During the inquiry, Paul Dacre, who was editor of the Daily Mail between 1992 and 2018, and is now Associated Newspapers’ editor-in-chief, “unequivocally” condemned “phone hacking and payments to the police”, saying “such practices are a disgrace and have shocked and shamed us all”.
The counsel for Associated Newspapers at the time, Jonathan Caplan, also told the inquiry that “so far as [Associated] is aware no journalist at Associated Newspapers has engaged in phone-hacking”.
Mr Justice Nicklin says: “Looking at the claimant… they’re saying something’s gone wrong here, this is very suspicious.
“I have my suspicions but I have denials on oath from Leveson Inquiry.”
Lawyers for ANL, which is also the publisher of The Mail on Sunday and MailOnline, have “firmly” denied the allegations and argue that the “stale” claims have been brought in too late as they scrambled to have the cases thrown out. However, this is not the only challenge the Duke of Sussex and the other high-profile celebs face in coming out on victorious.
Mr Stephens explained: ‘There is evidence there, but the question for the judge will be ‘is it fair to let Prince Harry have access to this information or is it now so old that they shouldn’t have to do it?’

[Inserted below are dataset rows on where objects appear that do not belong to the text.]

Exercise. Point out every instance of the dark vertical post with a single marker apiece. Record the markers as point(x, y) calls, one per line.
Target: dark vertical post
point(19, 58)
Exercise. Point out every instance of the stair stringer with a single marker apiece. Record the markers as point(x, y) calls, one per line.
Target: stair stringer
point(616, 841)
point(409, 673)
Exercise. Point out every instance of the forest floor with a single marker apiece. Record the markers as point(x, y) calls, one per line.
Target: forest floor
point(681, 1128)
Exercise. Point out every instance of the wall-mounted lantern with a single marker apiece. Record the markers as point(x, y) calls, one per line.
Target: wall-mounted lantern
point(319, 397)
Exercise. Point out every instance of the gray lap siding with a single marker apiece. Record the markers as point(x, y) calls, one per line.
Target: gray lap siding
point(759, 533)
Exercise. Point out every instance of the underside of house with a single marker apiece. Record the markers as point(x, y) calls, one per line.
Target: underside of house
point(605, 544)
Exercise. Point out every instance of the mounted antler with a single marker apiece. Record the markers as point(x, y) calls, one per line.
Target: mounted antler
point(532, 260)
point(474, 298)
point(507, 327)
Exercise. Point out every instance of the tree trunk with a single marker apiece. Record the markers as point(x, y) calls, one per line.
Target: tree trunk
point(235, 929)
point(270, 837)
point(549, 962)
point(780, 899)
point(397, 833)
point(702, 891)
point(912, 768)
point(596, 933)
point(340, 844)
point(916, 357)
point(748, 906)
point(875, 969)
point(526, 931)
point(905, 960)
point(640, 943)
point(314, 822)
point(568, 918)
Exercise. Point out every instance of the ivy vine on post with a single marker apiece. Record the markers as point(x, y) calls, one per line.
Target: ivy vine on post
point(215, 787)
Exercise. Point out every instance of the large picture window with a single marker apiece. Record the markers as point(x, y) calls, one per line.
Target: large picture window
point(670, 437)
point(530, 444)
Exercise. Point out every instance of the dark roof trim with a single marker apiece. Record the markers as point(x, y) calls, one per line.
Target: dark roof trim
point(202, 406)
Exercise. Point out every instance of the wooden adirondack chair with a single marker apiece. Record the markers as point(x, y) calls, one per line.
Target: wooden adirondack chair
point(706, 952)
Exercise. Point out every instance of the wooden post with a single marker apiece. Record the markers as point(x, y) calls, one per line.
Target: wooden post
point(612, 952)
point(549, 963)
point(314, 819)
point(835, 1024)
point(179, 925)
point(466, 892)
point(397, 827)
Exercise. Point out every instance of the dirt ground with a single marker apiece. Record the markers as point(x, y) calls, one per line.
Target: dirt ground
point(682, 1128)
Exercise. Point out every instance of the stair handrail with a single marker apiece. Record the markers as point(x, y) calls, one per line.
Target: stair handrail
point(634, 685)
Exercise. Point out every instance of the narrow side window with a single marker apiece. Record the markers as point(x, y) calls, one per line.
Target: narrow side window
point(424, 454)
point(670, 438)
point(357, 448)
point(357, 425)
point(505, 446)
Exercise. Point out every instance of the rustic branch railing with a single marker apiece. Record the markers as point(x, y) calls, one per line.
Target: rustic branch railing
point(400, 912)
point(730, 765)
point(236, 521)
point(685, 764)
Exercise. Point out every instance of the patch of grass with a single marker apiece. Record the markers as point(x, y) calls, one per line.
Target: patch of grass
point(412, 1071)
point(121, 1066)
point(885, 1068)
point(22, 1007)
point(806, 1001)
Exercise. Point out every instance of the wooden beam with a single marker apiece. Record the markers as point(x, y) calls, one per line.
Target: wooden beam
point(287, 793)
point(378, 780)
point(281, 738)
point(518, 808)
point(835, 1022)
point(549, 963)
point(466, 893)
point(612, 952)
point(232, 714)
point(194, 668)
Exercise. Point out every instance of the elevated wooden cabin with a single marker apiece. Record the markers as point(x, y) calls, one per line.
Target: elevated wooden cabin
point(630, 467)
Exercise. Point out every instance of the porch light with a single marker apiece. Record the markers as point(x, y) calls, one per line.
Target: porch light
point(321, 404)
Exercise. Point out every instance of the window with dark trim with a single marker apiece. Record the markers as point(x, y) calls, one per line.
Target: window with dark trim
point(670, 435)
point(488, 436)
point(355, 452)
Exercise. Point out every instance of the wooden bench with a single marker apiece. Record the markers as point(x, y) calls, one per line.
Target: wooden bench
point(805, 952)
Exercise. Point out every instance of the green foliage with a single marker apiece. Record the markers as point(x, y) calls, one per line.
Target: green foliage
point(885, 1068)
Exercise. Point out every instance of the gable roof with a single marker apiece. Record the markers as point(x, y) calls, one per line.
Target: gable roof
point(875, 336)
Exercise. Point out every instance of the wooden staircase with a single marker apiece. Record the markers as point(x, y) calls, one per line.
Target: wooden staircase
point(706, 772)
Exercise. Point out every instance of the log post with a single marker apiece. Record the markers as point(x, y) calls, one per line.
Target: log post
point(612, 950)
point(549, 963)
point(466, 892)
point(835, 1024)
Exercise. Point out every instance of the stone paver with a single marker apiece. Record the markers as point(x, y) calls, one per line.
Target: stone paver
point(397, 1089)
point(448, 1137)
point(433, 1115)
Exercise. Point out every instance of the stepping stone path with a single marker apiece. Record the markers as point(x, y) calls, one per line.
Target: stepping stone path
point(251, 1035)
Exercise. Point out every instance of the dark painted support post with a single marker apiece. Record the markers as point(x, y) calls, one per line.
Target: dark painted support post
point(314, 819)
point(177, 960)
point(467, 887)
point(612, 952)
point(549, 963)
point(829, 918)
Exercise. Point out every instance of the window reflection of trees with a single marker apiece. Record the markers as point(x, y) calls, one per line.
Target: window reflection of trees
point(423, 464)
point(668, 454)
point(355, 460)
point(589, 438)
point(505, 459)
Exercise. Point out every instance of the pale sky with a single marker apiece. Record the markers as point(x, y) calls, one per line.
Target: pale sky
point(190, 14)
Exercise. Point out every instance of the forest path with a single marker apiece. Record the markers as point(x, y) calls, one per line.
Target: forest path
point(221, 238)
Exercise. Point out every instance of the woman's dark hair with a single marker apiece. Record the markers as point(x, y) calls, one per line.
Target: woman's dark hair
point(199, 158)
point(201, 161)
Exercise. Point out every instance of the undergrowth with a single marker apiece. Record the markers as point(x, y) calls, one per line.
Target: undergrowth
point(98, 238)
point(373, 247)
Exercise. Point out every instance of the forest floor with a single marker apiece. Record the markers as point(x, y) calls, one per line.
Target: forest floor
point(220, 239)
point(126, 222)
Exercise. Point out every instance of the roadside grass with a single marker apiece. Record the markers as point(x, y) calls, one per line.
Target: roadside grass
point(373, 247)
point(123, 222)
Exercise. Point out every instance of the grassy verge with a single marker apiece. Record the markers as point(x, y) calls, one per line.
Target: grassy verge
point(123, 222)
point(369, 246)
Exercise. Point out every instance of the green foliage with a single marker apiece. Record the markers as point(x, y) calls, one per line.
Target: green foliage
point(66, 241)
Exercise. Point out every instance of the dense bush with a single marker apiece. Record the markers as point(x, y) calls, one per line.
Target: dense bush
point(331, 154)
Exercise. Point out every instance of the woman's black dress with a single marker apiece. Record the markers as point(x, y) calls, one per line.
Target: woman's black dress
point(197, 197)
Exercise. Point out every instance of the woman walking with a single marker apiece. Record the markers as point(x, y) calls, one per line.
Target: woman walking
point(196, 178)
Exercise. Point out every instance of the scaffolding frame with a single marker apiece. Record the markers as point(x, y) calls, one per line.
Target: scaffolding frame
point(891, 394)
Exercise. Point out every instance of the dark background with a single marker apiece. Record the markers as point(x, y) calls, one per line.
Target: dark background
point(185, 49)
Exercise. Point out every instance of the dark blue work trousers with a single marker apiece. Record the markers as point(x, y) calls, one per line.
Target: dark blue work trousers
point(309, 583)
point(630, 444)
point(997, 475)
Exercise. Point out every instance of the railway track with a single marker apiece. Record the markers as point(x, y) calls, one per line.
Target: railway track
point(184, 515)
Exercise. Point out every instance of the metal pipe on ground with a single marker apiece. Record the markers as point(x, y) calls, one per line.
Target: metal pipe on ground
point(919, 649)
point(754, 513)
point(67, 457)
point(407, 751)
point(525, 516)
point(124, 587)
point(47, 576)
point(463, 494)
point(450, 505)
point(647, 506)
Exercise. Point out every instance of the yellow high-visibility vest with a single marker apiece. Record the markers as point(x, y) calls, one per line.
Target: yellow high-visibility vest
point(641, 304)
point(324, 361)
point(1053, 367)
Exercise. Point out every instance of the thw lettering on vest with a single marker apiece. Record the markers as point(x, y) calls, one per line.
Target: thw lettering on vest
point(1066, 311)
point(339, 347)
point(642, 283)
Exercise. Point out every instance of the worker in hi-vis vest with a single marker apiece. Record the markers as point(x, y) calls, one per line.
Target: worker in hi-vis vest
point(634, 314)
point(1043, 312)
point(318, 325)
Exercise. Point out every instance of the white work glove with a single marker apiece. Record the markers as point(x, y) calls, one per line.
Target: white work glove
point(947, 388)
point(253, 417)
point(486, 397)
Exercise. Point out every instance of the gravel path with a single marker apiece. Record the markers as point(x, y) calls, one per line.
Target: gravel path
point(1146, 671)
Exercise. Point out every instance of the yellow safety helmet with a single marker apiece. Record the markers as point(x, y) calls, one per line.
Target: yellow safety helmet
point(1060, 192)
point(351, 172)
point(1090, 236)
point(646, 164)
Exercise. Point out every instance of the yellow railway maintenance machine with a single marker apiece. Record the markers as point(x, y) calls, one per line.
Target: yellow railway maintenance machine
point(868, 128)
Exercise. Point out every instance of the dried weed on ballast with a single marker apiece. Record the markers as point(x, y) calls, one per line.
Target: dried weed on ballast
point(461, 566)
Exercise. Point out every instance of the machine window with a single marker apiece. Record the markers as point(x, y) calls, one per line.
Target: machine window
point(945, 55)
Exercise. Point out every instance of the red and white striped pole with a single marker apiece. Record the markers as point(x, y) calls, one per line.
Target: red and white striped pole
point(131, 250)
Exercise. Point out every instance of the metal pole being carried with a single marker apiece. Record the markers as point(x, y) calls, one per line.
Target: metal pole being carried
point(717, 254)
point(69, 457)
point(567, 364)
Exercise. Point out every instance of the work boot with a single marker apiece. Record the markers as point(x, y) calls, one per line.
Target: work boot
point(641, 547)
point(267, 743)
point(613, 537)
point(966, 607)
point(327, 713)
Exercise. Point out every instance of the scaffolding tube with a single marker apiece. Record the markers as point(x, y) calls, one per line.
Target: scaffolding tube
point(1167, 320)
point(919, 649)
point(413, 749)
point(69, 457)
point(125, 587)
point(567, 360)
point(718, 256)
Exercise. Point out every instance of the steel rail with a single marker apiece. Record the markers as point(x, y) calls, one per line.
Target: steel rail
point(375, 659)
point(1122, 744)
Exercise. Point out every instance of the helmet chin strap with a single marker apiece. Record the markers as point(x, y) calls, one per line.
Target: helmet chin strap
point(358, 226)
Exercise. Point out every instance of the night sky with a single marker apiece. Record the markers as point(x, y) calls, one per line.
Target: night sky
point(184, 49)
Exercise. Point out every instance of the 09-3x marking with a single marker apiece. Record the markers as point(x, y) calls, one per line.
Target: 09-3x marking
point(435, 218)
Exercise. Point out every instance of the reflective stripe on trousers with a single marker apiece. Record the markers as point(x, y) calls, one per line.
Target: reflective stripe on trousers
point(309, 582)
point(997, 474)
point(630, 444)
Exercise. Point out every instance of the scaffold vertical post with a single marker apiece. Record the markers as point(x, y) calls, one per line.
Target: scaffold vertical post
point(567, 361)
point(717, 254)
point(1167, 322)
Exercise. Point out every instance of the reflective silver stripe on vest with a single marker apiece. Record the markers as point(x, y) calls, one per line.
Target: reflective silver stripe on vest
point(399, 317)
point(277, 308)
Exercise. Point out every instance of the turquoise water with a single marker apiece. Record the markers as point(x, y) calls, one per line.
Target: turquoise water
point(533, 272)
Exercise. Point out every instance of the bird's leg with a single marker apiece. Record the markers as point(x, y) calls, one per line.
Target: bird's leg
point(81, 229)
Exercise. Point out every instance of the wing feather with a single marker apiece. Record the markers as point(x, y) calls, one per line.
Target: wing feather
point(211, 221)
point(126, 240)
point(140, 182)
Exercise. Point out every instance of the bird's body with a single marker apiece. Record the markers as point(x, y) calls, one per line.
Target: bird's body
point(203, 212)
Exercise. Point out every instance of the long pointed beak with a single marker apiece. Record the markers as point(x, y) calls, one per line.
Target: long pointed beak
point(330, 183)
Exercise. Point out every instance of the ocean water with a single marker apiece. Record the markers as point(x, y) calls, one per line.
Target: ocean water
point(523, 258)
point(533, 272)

“The third piece is that there are 70 journalists involved in the allegations of wrongdoing and they are entitled to their privacy, meaning they shouldn’t have to be identified until the trial. This makes it industrial in scale and systemic.
“Phone hacking at the News of the World was among a small group of individuals. This is apparently a much larger group and this has the propensity, if they are able to bring it home, to be even more damaging than that.”
The legal suit comes more than a decade after the News of the World phone hacking scandal in 2011. The defunct paper was accused of illegally accessing the voicemails of murdered schoolgirl Milly Dowler, after reporters from the Rupert Murdoch-owned publication were alleged to have hacked the phones belonging to a number of celebrities too. It was a water shed moment in British journalism and exposed seriously unethical practices in some quarters of the media at the time.
Times are expected to have changed now, although bets on nobody’d life can be made in that respect. No evidence of phone hacking amongst journalists has emerged, but although this matter is from the past, the crucial element her is whether it will be admitted in court despite the passage of time, and what facts will thereafter be established in the case.